鳥獣類の狩猟が15日、富山県内で解禁され、銃器を持ったハンターたちが河川敷や野山に繰り出して獲物を追った。狩猟期間は来年2月15日まで。農作物の被害を防ぐために捕獲を強化しているイノシシやニホンジカは同3月31日まで。県内でクマによる人身被害が発生していることを踏まえ、県は十分に警戒するよう呼びかけている。
午前6時29分の日の出とともに狩猟が解禁された。
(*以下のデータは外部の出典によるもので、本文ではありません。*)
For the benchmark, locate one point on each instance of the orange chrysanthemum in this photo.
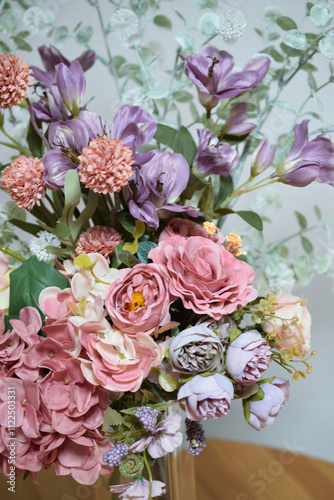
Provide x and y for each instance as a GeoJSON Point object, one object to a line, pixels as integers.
{"type": "Point", "coordinates": [23, 180]}
{"type": "Point", "coordinates": [99, 239]}
{"type": "Point", "coordinates": [14, 80]}
{"type": "Point", "coordinates": [105, 165]}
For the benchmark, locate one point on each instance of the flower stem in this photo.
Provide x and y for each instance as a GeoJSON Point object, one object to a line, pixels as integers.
{"type": "Point", "coordinates": [12, 254]}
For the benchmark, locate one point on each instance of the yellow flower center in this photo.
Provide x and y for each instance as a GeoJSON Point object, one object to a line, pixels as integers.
{"type": "Point", "coordinates": [137, 301]}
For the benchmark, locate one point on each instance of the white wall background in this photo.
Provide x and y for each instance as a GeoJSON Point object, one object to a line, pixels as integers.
{"type": "Point", "coordinates": [306, 421]}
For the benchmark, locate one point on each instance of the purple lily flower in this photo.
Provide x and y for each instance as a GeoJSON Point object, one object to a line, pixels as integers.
{"type": "Point", "coordinates": [71, 83]}
{"type": "Point", "coordinates": [211, 71]}
{"type": "Point", "coordinates": [262, 158]}
{"type": "Point", "coordinates": [68, 140]}
{"type": "Point", "coordinates": [51, 57]}
{"type": "Point", "coordinates": [308, 161]}
{"type": "Point", "coordinates": [156, 185]}
{"type": "Point", "coordinates": [214, 157]}
{"type": "Point", "coordinates": [235, 125]}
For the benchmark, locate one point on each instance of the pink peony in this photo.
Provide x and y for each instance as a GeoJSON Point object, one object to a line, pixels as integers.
{"type": "Point", "coordinates": [208, 279]}
{"type": "Point", "coordinates": [298, 333]}
{"type": "Point", "coordinates": [117, 362]}
{"type": "Point", "coordinates": [248, 357]}
{"type": "Point", "coordinates": [139, 300]}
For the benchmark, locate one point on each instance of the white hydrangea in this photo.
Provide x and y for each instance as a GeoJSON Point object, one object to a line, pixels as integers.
{"type": "Point", "coordinates": [136, 97]}
{"type": "Point", "coordinates": [231, 25]}
{"type": "Point", "coordinates": [38, 20]}
{"type": "Point", "coordinates": [123, 24]}
{"type": "Point", "coordinates": [39, 246]}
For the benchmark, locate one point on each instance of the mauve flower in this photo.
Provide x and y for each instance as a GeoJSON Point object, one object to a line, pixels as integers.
{"type": "Point", "coordinates": [24, 181]}
{"type": "Point", "coordinates": [71, 84]}
{"type": "Point", "coordinates": [98, 239]}
{"type": "Point", "coordinates": [214, 157]}
{"type": "Point", "coordinates": [208, 278]}
{"type": "Point", "coordinates": [263, 157]}
{"type": "Point", "coordinates": [196, 350]}
{"type": "Point", "coordinates": [51, 57]}
{"type": "Point", "coordinates": [164, 439]}
{"type": "Point", "coordinates": [264, 412]}
{"type": "Point", "coordinates": [297, 334]}
{"type": "Point", "coordinates": [139, 300]}
{"type": "Point", "coordinates": [139, 490]}
{"type": "Point", "coordinates": [248, 357]}
{"type": "Point", "coordinates": [14, 80]}
{"type": "Point", "coordinates": [105, 165]}
{"type": "Point", "coordinates": [206, 397]}
{"type": "Point", "coordinates": [234, 124]}
{"type": "Point", "coordinates": [211, 71]}
{"type": "Point", "coordinates": [308, 161]}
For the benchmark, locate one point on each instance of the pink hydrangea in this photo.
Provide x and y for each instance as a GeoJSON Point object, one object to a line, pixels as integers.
{"type": "Point", "coordinates": [208, 278]}
{"type": "Point", "coordinates": [139, 300]}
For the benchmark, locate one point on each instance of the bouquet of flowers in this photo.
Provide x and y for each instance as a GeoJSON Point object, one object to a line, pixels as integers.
{"type": "Point", "coordinates": [131, 306]}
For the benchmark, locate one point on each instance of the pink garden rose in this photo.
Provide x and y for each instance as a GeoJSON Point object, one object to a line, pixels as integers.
{"type": "Point", "coordinates": [298, 334]}
{"type": "Point", "coordinates": [206, 397]}
{"type": "Point", "coordinates": [138, 301]}
{"type": "Point", "coordinates": [248, 357]}
{"type": "Point", "coordinates": [208, 278]}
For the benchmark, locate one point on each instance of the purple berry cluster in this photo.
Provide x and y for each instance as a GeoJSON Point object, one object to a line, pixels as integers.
{"type": "Point", "coordinates": [114, 456]}
{"type": "Point", "coordinates": [195, 436]}
{"type": "Point", "coordinates": [148, 417]}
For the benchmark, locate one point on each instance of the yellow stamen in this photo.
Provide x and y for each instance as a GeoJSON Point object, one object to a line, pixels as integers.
{"type": "Point", "coordinates": [137, 301]}
{"type": "Point", "coordinates": [210, 228]}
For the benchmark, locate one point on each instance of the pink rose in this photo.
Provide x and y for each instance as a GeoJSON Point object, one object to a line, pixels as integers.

富山市町袋周辺の常願寺川左岸では、ハンターが河川敷の草むらに分け入り、キジやカモなどを狙った。
大阪府羽曳野市の自営業、塚本典世さん(47)は、富山県内で目撃情報が後を絶たないクマの存在に危機感を示し「出くわしたらと思うと怖い。安全第一で狩りたい」と話した。
対象になるのは鳥類26種、獣類20種の計46種。県自然保護課によると、ヤマドリやタヌキといった主な狩猟鳥獣の生息状況は「平年並み」で、ニホンジカは「良い」となっている。
狩猟者登録数(11月12日時点)は、網やわなを使う方法などを合わせ、昨年度より18件多い1136件。